Electric Flywheel

[DCB]

Perhaps the answer is to have an on board battery for power and use the rails to carry only the control signals...

[AndyID]

Perhaps the answer is to have an on board battery for power and use the rails to carry only the control signals...

I understand there is a lot of effort going into that area. Some methods use radio for control and rail power to charge the batteries, and it's only necessary to feed power to some bits of the track. Battery size is still something of an issue, particularly with smaller scales and small outline locomotives. I'm sure some of the people who have posted here have a much better understanding of the "state-of-the-art" than I do.

[Dagworth]

This was thread that solved the problem of DC keep alive about a year ago. IIRC, it had a relay and a battery and reference cap that locked onto to the driving voltage if the power cut out. I'll check my history.

 

Andy

See reply number 15 of this thread

 

Andi

[AndyID]

In terms of energy density it looks like a supercap wins.

 

Assuming I didn't mess up the calculations:

 

A 1 farad supercap charged to 3 volts stores 4.5 joules.

 

A solid brass flywheel diameter 15.24 mm 13.97 mm long spinning at 10,000 RPM stores 0.34 joules.

[Gordon H]

In terms of energy density it looks like a supercap wins.

 

Assuming I didn't mess up the calculations:

 

A 1 farad supercap charged to 3 volts stores 4.5 joules.

 

A solid brass flywheel diameter 15.24 mm 13.97 mm long spinning at 10,000 RPM stores 0.34 joules.

Also bear in mind that for a DC arrangement you would likely use four of these in series to give a 12V 0.25F storage capacitor, so 18 Joules.

[AndyID]

Also bear in mind that for a DC arrangement you would likely use four of these in series to give a 12V 0.25F storage capacitor, so 18 Joules.

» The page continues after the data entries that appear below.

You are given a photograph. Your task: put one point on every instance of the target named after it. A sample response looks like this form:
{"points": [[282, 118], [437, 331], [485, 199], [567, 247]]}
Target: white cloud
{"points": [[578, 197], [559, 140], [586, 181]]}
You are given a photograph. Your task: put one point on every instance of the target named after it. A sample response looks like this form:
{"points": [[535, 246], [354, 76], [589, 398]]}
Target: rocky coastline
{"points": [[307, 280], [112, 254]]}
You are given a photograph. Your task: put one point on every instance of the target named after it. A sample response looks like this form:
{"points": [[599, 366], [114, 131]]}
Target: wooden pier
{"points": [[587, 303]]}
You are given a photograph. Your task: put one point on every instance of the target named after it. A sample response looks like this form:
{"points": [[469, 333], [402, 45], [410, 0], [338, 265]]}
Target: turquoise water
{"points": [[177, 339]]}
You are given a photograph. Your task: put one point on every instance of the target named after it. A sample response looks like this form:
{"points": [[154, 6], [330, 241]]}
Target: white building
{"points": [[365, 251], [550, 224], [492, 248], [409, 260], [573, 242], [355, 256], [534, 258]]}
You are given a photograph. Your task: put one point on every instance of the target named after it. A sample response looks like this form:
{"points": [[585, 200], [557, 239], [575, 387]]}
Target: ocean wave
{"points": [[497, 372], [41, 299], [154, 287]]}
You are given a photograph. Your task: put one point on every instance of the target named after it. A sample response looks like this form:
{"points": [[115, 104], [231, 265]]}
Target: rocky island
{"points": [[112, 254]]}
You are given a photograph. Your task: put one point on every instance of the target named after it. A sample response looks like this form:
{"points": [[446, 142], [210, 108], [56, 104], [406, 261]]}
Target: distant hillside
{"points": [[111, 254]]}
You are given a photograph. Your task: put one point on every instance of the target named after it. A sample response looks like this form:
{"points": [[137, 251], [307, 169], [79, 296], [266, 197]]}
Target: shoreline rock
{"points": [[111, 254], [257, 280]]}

I'm not sure I'd want to do that, not in OO anyway. The caps are not all that small. I think that takes us back to the need for a DC-DC converter to convert the cap output into a higher voltage (which seems to be what the DCC systems do).

 

By the time we get to that point I'm inclined to think it might be better to "bite the bullet" and replace the cap with a lithium-ion battery. It's probably about the same amount of electronics either way.

[96701]

I have a Hornby class 50 fitted with a decoder (can't remember what type) that I inadvertently ran on Geoff Brewin's dc layout that was controlled via the MERG Superbloc system. The system had a couple of rail breaks in each block, so if the block in front was occupied, the dc voltage was gently reduced from the first rail break and more quickly reduced after the second rail break to bring a dc loco to a stand in more or less the right place.

 

The class 50 with the decoder in behaved somewhat alarmingly different in that it didn't slow down as quickly, so would sometimes overrun the last rail break and run into the next section that already was running at max voltage because there was a train in section.

 

There was so much mayhem ensuing that the loco was banished from Geoff's layout, however it was a good example of 'electronic flywheel' for very little effort or expense.

[Pacific231G]

This is just about an idea had and experimented with a bit. Be warned; it was not a great success, but it was interesting. Maybe someone can make something of it. It's probably not a new idea either.

 

As we all know, poor contact between the rails and a locomotive motor "can lead to disappointment" (or much worse). It's well known that one of the ways minimize this problem is with a flywheel on the motor. Flywheels help, but they tend to help more at high speed when you are less likely to need them. Also, it can be difficult to find room for them, and if they are not well balanced, they can accelerate the wear on motor bearings.

 

A much better solution might be an electronic energy storage device that can maintain power to the motor during temporary "rail-power" interruptions. A capacitor might be just the thing, but unfortunately, there don't seem to be any that are suitable. It would almost certainly be an electrolytic capacitor, but that means it only works in one polarity, and DC motors have to operate in either polarity. The same issue applies to batteries.

 

What we need is an electronic storage device that can store a lot of energy, does not take up a lot of space and is happy to operate on either polarity.

 

Sounds a lot like a motor with a flywheel. When the power is cut to the motor, the flywheel drives the motor and the motor acts as a dynamo. So, the idea is to put a free-running motor with a flywheel in parallel with the motor that is geared to the wheels.

 

I tried it, and it does work, but not as well as I had hoped. I didn't really spend a lot of time on it, so there may be hope. I think one problem might be the voltage drop across the carbon brushes which prevents the storage motor from supplying the same voltage that "charged" it.

I think the first person to use, or at least to write about, this idea was the late Bob Symes. It was AFAIR in an article in MRC titled "free motors"  and it was applied to the power car of a DMU which had plenty of space for the second motor and flywheel. ISTR that the idea wasn't so much to overcome dead spots in the track as to recreate the different (from a steam loco) characteristic movement of a diesel unit particularly as it pulled away.